Cancer Epidemiology, Biomarkers and Prevention 4(1): 21-28, 1995.
Risch HA, Howe GR
It has been suggested that usage of menopausal estrogens may be associated with risk of colorectal cancer. This association was examined in a record linkage cohort study using the Saskatchewan Health Plan Databases. All women ages 43-49 who were residents in Saskatchewan in 1976 were identified from the Saskatchewan Health master registration file. These 33,003 women were linked by registration beneficiary number to the Prescription Drug Plan Database for the period January 1976 through June 1987, and to the Provincial Cancer Registry Database for the period March 1960 through December 1990. Thirty women in the cohort had colon or rectal cancer diagnosed before 1976 and were omitted from the analysis; exposures within 3.5 years of diagnosis or end of follow-up were also omitted.
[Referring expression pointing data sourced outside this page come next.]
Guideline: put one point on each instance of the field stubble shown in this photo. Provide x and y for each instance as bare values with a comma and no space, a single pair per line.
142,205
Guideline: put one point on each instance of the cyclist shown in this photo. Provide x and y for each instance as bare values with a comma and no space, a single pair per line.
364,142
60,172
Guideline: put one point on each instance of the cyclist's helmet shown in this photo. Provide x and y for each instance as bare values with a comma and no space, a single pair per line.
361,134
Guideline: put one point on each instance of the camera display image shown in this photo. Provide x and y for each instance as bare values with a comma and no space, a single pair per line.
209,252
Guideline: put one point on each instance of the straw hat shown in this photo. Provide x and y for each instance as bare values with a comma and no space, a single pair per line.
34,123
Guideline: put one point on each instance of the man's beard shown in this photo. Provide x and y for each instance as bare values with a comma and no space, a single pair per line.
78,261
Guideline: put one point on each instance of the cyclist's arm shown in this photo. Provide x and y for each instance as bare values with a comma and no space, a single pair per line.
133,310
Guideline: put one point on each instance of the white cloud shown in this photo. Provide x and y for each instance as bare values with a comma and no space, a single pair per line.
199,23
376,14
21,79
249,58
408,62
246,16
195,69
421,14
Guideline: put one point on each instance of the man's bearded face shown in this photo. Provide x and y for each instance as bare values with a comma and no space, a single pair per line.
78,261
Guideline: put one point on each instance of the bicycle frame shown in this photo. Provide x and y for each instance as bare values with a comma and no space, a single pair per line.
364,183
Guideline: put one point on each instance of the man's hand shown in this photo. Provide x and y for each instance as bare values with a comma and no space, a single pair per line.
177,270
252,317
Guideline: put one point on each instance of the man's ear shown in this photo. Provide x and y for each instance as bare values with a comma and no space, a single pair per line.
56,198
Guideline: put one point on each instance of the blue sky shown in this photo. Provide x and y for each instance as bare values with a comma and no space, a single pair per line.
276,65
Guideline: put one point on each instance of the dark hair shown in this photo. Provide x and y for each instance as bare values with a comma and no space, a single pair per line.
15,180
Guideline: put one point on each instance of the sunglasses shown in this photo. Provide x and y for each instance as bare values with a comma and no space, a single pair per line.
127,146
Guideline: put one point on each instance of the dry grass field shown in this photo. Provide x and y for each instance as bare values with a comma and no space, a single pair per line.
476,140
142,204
Between 1976 and 1990, 230 first primary colorectal cancer cases occurred. Women who took estrogens had nonsignificantly elevated risk of colon cancer in general (age-adjusted relative risk = 1.29; 95% confidence interval, 0.86-1.93) and of cancer of the distal colon (relative risk = 1.51; 95% confidence interval, 0.90-2.54). Women who took p.o. contraceptives during this follow-up period seemed to be at higher risk of cancer of the proximal colon (relative risk = 2.12; 95% confidence interval, 1.00-4.53), though this apparent association could very well have occurred by chance. No associations were seen between hormone use and risk of rectal cancer. This study provides little evidence that usage of menopausal hormones may be related to risk of colorectal cancer (either positively or negatively), though further follow-up of the cohort appears warranted.